كليدواژه :
دودكش خورشيدي , اقليم , آسايش حرارتي , خانه هاي اهواز , انرژي پلاس , اتاق هاي آفتابگير جنوبي
چكيده لاتين :
BACKGROUND and OBJECTIVES: Today, the use of solar energy as a cheap and renewable source in the construction industry has become one of the major concerns worldwide. One way to harness solar power is to use a solar chimney in the building. The solar chimney acts as a passive natural ventilation system or as a thermal insulator based on pressure displacement caused by air pressure fluctuations inside the chimney shaft. This chimney usually consists of glass, duct, and absorber surface. The air in the chimney is heated by solar energy and moves upwards due to the chimney effect, which can increase the natural ventilation in the adjacent spaces. In hot and semi-humid climate buildings, windows are usually closed to prevent direct sunlight. Therefore, solar chimneys can establish airflow and supply fresh air indoors. The ventilation process in buildings of Ahvaz city, due to particular climatic conditions (hot and semi-humid), is essential. Also, air conditioning is costly, consuming a great amount of energy. Therefore, this study aims to find appropriate criteria for the effective design and implementation of solar chimneys in houses in Ahvaz to establish an effective flow inside the air duct in seasons requiring thermal comfort conditions and to create effective ventilation inside the interior spaces through stack effect.
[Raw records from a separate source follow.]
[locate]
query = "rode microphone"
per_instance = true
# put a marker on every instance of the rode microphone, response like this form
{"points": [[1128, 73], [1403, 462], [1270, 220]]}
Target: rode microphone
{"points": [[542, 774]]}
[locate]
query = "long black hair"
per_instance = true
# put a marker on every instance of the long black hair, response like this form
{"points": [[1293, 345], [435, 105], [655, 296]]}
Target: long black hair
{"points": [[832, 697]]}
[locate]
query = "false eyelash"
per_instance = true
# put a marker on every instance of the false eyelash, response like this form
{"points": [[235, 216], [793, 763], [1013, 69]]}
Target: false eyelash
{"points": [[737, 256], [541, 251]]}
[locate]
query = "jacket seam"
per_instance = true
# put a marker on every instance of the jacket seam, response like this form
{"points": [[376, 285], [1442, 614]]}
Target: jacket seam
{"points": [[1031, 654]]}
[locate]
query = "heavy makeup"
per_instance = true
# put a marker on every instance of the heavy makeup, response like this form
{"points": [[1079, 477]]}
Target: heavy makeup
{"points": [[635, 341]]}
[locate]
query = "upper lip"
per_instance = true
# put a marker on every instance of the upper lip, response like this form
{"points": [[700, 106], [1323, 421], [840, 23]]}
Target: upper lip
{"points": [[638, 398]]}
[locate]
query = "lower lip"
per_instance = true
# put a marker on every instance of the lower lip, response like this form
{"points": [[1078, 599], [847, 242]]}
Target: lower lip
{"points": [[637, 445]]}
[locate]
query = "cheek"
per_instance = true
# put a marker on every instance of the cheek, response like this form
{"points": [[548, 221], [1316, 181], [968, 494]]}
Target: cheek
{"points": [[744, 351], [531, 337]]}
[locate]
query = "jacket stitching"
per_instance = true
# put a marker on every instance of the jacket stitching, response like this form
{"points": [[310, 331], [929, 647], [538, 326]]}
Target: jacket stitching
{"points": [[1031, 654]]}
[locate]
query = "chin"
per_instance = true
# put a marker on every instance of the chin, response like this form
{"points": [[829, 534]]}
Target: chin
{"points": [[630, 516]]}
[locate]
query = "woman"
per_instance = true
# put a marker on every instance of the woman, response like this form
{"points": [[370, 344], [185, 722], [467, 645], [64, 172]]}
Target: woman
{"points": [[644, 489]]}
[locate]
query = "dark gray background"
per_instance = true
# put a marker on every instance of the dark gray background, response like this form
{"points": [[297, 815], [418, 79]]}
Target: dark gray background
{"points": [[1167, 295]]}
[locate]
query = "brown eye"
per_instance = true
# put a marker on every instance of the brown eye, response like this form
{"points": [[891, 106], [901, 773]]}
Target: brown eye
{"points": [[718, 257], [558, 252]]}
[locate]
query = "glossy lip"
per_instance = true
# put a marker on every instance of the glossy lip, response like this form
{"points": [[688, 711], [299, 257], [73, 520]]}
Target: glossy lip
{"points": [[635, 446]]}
This study aims to find a suitable model for designing solar chimneys for the southern (equator-facing) rooms of houses in Ahvaz city (hot and semi-humid climate) to improve the thermal comfort of residents by using solar energy effectively and reducing energy consumption significantly.
METHODS: This research combines different methods due to its interdisciplinary nature. Research variables and models were identified in the first stage using an experimental strategy. The physical structure of the room and the solar chimney were studied as independent variables and the room interior temperature as a dependent variable in this study. A digital thermometer was used for experimental thermometry tests in the case sample. The statistical population selected in this study includes southern rooms in apartments in Ahvaz. The statistical population is a small room as a random case sample. In the next step, solar chimneys were modeled in Ecotect software, and a simulation method was used to analyze the data and intervene in the architecture. The simulations were performed using Energy Plus software version 8.7.0 and the existing weather data (regarding the literature). Also, the simulations were calculated linearly and thermodynamically by TARP thermal model method prepared by Walton (1983) in the software. The Fangar comfort model, PMV index, and PPD were used in the next step of data analysis. Finally, the experimental data were compared to the simulated data to investigate research validity and reliability. Thus, the research method is a combination of experimental strategies, simulation, and a case study. Bibliographic studies, field observations, field measurements, and simulations were used as research tools.
FINDINGS: In this study, four different models of solar chimneys on a specific day were studied to investigate the effect of geometry on the model discharge. Also, the thermal comfort (of the first model) was studied on a specific day of the year. (The reason for choosing this model is to investigate the chimney effect on the whole space). The simulation
data of the first model with dimensions of 1 × 1.16 × 11.60 showed that the thermal
comfort level in this type of solar chimney is close to the allowable limit in March, April,
May, June, October, and, November, December. According to the diagrams, using this type
of chimney is unsuitable in July, August, and September, so this model is not approved.
On May 1st, the effect of the number of floors on the thermal performance of the first
model was investigated. The results showed that the solar chimney discharge does not
always lead to acceptable thermal comfort conditions. Also, four specific geometries were
compared regarding the effect of geometry on the solar chimney discharge. According to
findings, the solar chimney height was more effective in determining the maximum and
average solar chimney flow than its width. According to the results, the third model has a
more powerful airflow but drops to zero at certain hours and has no night ventilation. So,
having a chimney with a maximum flow is not necessarily appropriate. The best model,
according to the comparative method, is the second model with dimensions (2 × 1.16 ×
11.60), and then the third model with dimensions (1 × 1.16 × 23.20), with strong airflow
powers.
CONCLUSION: By examining the airflow and thermal comfort conditions in solar
chimneys, it was determined that the airflow could create suitable comfort conditions
in the building annually. Therefore, the solar chimney with dimensions of 2 × 1.16 ×
11.60 (model 2) is suitable for equator-facing rooms with dimensions of 3.5 × 5.9 meters
in Ahvaz and can provide comfort levels in the mentioned months. According to the
results, this system is needed all year round. When there are no comfort conditions, it is
recommended to benefit from mechanical systems, ventilation and air conditioning, green
space, and natural ventilation systems for comfort conditions.